In 1325, the great Arab traveler Ibn Battutah set out from his native Tangier in North Africa on pilgrimage to Mecca. By the time he returned nearly thirty years later, he had seen most of the known world, covering three times the distance allegedly traveled by the great Venetian explorer Marco Polo—some 75,000 miles in all.
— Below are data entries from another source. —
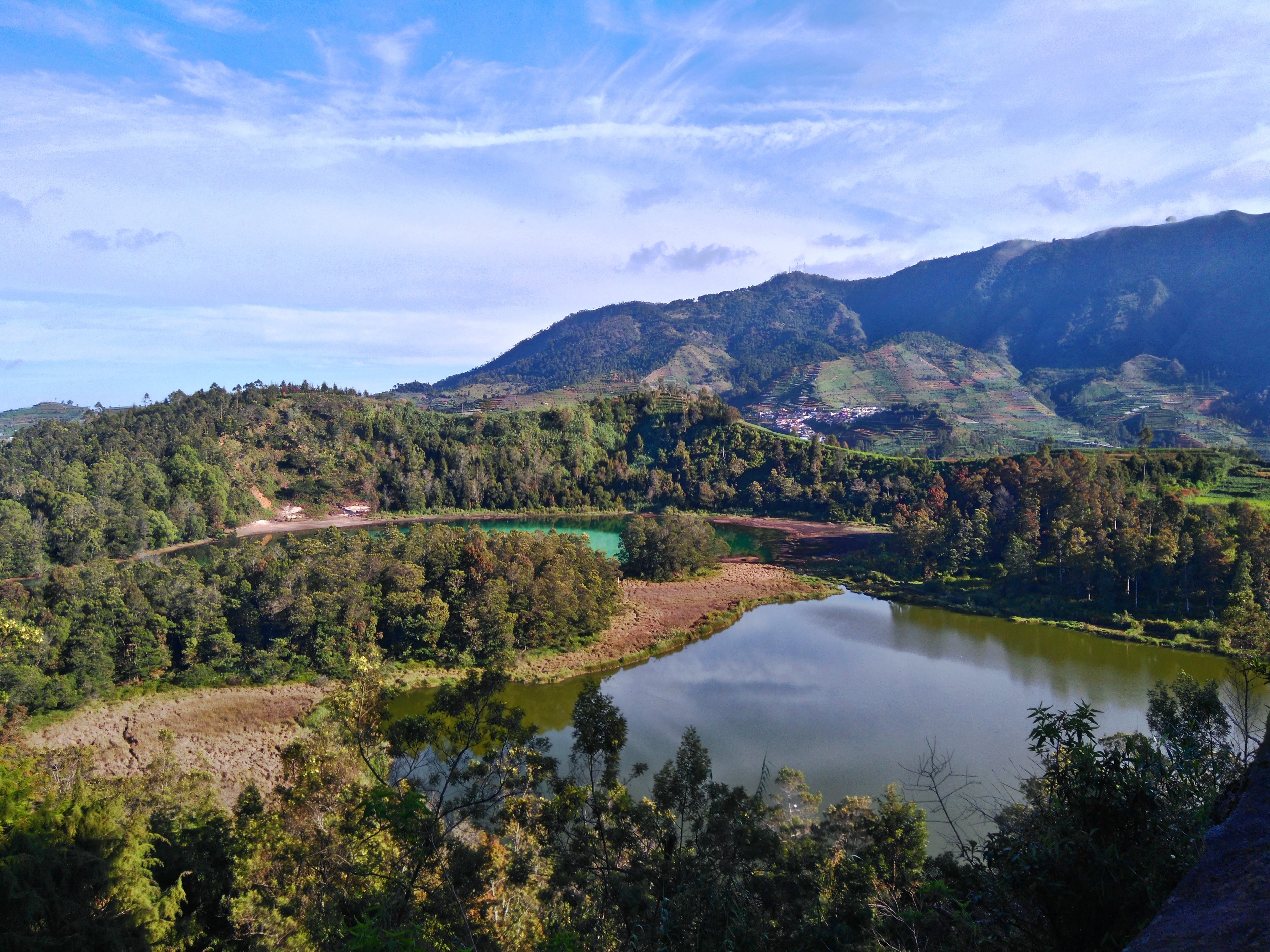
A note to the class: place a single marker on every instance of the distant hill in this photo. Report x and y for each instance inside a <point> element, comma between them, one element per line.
<point>13,421</point>
<point>1196,291</point>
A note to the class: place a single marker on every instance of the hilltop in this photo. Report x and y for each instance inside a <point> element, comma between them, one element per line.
<point>1187,299</point>
<point>13,421</point>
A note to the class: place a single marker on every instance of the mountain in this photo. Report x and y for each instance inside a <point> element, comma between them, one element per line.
<point>1196,291</point>
<point>13,421</point>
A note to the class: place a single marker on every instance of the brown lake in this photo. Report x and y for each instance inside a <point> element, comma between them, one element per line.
<point>850,690</point>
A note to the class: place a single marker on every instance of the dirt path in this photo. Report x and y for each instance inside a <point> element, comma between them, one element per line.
<point>806,544</point>
<point>660,610</point>
<point>238,734</point>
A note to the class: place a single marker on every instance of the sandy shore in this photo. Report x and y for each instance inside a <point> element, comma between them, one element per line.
<point>805,544</point>
<point>237,734</point>
<point>656,611</point>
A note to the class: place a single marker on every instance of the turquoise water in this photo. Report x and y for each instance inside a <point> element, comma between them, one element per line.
<point>606,532</point>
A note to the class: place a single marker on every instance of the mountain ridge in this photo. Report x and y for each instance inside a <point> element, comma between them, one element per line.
<point>1197,291</point>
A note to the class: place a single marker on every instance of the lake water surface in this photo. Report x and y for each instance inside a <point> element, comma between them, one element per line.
<point>851,688</point>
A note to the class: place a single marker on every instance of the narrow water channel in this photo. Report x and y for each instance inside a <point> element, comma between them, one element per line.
<point>851,688</point>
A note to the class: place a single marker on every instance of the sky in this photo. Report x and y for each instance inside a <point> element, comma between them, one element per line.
<point>219,191</point>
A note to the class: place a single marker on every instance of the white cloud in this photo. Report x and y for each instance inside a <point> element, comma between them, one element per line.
<point>394,50</point>
<point>380,174</point>
<point>219,17</point>
<point>55,21</point>
<point>685,260</point>
<point>14,209</point>
<point>126,239</point>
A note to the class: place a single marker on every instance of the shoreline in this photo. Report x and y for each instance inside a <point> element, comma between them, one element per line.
<point>238,734</point>
<point>926,600</point>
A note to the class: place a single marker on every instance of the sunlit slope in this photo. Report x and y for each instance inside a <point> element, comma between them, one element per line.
<point>1196,291</point>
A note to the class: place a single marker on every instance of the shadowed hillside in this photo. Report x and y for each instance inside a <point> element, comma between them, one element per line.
<point>1196,291</point>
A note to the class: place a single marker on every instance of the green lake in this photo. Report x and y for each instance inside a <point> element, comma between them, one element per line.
<point>851,690</point>
<point>605,532</point>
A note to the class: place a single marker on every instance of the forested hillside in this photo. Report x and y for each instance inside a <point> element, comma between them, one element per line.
<point>122,483</point>
<point>1192,291</point>
<point>1064,535</point>
<point>1095,534</point>
<point>454,831</point>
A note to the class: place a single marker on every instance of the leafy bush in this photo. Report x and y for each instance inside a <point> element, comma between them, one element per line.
<point>303,605</point>
<point>669,548</point>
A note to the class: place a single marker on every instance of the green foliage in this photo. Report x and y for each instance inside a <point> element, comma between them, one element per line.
<point>126,482</point>
<point>302,606</point>
<point>1093,536</point>
<point>454,831</point>
<point>670,548</point>
<point>1110,824</point>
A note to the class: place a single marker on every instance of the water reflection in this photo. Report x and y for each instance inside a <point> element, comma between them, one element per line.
<point>851,688</point>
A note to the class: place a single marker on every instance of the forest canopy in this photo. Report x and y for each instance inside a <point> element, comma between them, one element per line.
<point>303,607</point>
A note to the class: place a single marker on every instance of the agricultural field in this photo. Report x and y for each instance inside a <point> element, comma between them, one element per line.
<point>13,421</point>
<point>1246,483</point>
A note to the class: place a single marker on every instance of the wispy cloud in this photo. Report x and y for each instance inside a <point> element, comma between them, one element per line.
<point>641,199</point>
<point>685,260</point>
<point>394,50</point>
<point>12,207</point>
<point>218,17</point>
<point>350,161</point>
<point>832,240</point>
<point>124,239</point>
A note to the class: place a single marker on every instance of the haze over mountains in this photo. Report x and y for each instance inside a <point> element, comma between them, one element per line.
<point>1196,291</point>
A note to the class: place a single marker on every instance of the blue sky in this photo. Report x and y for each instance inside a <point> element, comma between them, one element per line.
<point>370,193</point>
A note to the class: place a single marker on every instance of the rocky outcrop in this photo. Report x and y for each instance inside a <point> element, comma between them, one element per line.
<point>1224,903</point>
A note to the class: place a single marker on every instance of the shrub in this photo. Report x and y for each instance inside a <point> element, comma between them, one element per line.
<point>670,548</point>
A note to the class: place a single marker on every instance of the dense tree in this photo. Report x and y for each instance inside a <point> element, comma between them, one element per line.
<point>303,607</point>
<point>669,548</point>
<point>454,829</point>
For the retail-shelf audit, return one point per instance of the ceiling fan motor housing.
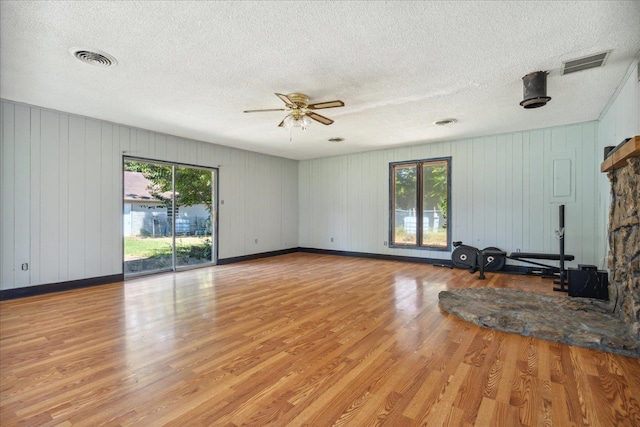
(535, 90)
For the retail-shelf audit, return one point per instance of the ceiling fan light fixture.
(296, 121)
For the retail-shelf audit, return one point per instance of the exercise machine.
(493, 259)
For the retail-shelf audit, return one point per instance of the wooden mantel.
(631, 148)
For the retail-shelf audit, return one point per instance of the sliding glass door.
(169, 216)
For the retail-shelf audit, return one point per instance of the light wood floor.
(300, 340)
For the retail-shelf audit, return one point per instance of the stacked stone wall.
(624, 244)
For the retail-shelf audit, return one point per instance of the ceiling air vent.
(93, 57)
(591, 61)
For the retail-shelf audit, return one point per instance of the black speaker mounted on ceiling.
(535, 90)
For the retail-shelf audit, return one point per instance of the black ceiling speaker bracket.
(535, 90)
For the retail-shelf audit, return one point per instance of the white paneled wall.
(61, 199)
(502, 194)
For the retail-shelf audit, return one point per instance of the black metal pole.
(562, 287)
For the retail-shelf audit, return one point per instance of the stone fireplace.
(623, 170)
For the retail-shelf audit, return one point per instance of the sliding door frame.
(215, 199)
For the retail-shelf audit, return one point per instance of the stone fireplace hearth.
(624, 234)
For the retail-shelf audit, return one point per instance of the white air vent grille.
(591, 61)
(93, 57)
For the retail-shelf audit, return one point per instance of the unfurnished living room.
(317, 213)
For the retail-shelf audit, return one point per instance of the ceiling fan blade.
(268, 109)
(318, 118)
(328, 104)
(286, 100)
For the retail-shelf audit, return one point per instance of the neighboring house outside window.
(420, 186)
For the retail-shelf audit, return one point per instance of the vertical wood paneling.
(63, 196)
(500, 193)
(9, 160)
(34, 180)
(48, 216)
(22, 197)
(116, 222)
(108, 241)
(517, 192)
(304, 203)
(77, 198)
(93, 199)
(536, 200)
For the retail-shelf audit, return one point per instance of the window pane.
(193, 220)
(148, 196)
(434, 203)
(405, 193)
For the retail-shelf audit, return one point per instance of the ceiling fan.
(298, 106)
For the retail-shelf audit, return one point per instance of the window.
(420, 186)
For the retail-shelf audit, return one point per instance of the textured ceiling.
(191, 68)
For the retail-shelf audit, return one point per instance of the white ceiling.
(191, 68)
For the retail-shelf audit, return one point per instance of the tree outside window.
(420, 186)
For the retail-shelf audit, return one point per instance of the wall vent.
(591, 61)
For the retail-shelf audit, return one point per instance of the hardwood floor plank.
(298, 339)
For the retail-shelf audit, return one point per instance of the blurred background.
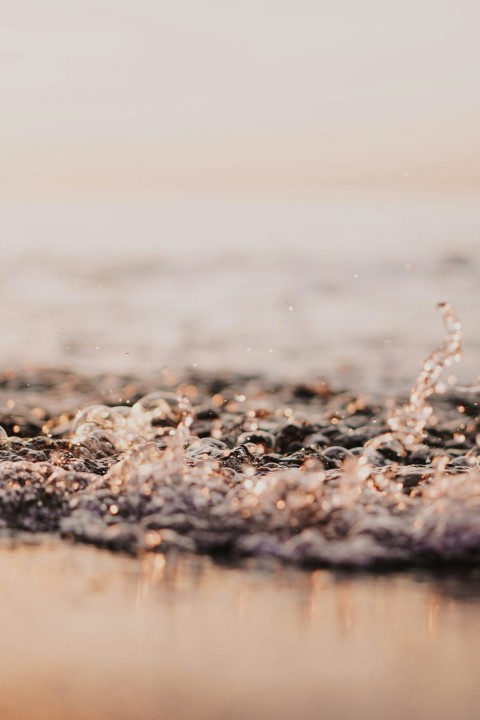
(285, 187)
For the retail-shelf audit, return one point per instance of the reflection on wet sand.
(88, 634)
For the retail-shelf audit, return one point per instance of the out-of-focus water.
(87, 634)
(319, 286)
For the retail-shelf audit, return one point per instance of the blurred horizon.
(259, 98)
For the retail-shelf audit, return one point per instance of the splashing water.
(240, 465)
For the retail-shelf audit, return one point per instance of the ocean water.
(332, 306)
(343, 286)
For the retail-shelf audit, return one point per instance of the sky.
(148, 96)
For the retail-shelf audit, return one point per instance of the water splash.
(244, 466)
(407, 423)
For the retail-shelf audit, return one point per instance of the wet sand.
(90, 634)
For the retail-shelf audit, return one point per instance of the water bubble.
(165, 410)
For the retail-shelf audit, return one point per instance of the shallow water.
(89, 634)
(340, 289)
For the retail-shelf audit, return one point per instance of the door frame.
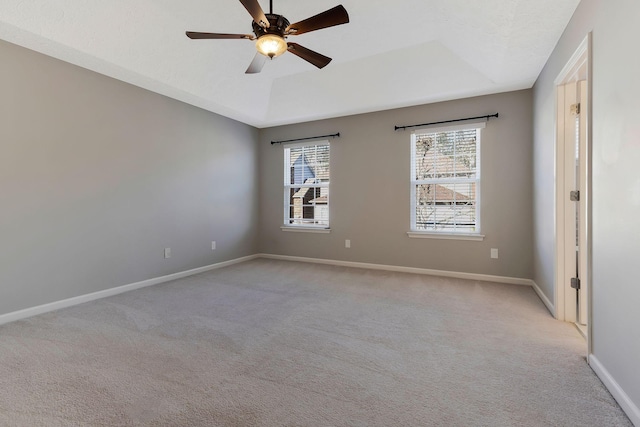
(579, 63)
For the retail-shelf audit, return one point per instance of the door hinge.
(575, 108)
(575, 283)
(574, 196)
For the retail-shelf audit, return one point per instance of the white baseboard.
(625, 402)
(45, 308)
(400, 269)
(544, 298)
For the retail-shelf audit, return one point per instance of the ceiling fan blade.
(336, 16)
(257, 64)
(196, 35)
(256, 12)
(308, 55)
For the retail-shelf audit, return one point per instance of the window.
(445, 181)
(306, 185)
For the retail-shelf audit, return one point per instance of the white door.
(576, 155)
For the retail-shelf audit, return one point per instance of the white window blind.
(445, 182)
(306, 185)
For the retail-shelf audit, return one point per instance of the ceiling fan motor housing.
(277, 25)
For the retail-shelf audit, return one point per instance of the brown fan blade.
(256, 12)
(257, 64)
(196, 35)
(336, 16)
(308, 55)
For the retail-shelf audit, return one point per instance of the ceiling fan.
(271, 30)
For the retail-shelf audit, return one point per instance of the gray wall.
(370, 190)
(615, 180)
(97, 177)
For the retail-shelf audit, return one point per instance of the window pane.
(307, 204)
(446, 155)
(446, 207)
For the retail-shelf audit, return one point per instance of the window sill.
(299, 229)
(445, 236)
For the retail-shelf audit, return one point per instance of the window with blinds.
(306, 185)
(445, 182)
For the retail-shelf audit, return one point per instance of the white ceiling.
(391, 54)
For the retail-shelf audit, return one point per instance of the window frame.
(312, 228)
(446, 234)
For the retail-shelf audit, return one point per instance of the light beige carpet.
(272, 343)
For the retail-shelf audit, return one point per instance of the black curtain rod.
(448, 121)
(335, 135)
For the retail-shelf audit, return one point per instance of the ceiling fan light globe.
(271, 45)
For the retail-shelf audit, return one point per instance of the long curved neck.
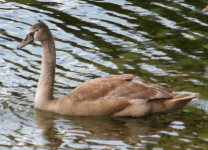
(44, 92)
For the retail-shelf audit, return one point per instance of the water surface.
(165, 42)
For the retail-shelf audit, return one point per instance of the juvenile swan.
(119, 95)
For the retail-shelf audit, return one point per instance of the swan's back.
(121, 95)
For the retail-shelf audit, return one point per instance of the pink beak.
(205, 9)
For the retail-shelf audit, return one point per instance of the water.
(164, 42)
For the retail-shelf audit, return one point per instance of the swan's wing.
(119, 86)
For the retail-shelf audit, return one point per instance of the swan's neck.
(44, 92)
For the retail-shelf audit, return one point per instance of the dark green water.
(165, 42)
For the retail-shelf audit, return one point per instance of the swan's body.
(120, 95)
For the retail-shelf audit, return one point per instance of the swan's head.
(37, 32)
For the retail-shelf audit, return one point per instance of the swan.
(118, 95)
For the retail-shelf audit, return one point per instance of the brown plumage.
(119, 95)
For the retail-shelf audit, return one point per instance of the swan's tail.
(178, 101)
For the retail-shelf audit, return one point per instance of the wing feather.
(121, 86)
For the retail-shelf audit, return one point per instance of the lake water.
(165, 42)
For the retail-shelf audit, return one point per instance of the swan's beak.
(205, 9)
(28, 39)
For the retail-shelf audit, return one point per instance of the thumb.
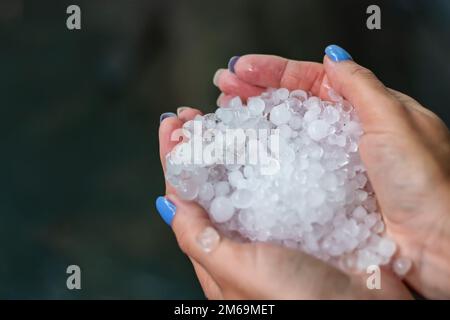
(375, 105)
(197, 236)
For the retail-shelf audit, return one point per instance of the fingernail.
(337, 54)
(166, 209)
(166, 115)
(181, 109)
(232, 63)
(208, 239)
(216, 77)
(219, 100)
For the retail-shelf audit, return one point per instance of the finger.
(200, 240)
(230, 84)
(413, 105)
(187, 113)
(167, 139)
(209, 286)
(377, 108)
(277, 72)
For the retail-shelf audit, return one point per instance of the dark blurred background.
(79, 165)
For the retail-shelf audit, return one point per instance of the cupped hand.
(405, 148)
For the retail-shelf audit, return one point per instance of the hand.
(231, 270)
(405, 147)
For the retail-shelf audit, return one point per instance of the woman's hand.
(405, 147)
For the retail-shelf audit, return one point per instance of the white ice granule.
(307, 188)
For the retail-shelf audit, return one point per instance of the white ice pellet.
(221, 209)
(311, 193)
(280, 114)
(401, 266)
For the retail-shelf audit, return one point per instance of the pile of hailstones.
(313, 195)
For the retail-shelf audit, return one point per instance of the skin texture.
(406, 150)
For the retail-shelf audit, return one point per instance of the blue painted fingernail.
(166, 115)
(337, 53)
(232, 63)
(166, 209)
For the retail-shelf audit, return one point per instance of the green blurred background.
(79, 165)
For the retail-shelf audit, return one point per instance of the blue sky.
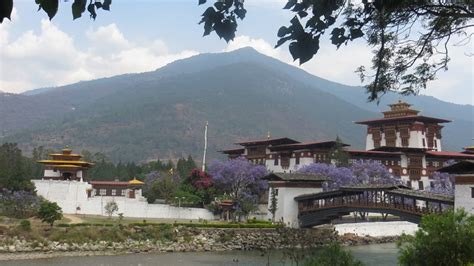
(139, 36)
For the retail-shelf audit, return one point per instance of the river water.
(380, 254)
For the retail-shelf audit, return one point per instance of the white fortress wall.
(463, 199)
(71, 196)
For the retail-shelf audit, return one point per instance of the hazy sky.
(138, 36)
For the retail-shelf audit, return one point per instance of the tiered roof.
(66, 160)
(401, 111)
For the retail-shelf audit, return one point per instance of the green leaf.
(282, 31)
(49, 6)
(91, 9)
(78, 7)
(106, 5)
(241, 13)
(6, 7)
(356, 33)
(290, 4)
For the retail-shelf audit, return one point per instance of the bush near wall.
(194, 225)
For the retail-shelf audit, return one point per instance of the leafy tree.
(241, 180)
(332, 254)
(110, 208)
(360, 172)
(410, 38)
(49, 212)
(19, 204)
(273, 203)
(185, 166)
(165, 188)
(200, 184)
(442, 239)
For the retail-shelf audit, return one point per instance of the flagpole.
(205, 148)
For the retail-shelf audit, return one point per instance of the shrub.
(25, 225)
(442, 239)
(50, 212)
(332, 254)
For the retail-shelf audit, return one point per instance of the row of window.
(103, 192)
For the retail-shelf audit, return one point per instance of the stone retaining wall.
(196, 239)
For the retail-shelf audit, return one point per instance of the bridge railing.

Captivated by Ibn Battutah’s account of his journey, the Arabic scholar and award-winning travel writer Tim Mackintosh-Smith set out to follow in the peripatetic Moroccan’s footsteps. Traversing Egyptian deserts and remote islands in the Arabian Sea, visiting castles in Syria and innumerable souks in medieval Islam’s great cities, Mackintosh-Smith sought clues to Ibn Battutah’s life and times, encountering the ghost of “IB” in everything from place names (in Tangier alone, a hotel, street, airport, and ferry bear IB’s name), to dietary staples to an Arabic online dating service— and introducing us to a world of unimaginable wonders.

By necessity, Mackintosh-Smith’s journey may have cut some corners (“I only wish I had the odd thirty years to spare, and Ibn Battutah’s enviable knack of extracting large amounts of cash, robes and slaves from compliant rulers.”) But in this wry, evocative, and uniquely engaging travelogue, he spares no effort in giving readers an unforgettable glimpse into both the present-day and fourteenth-century Islamic worlds.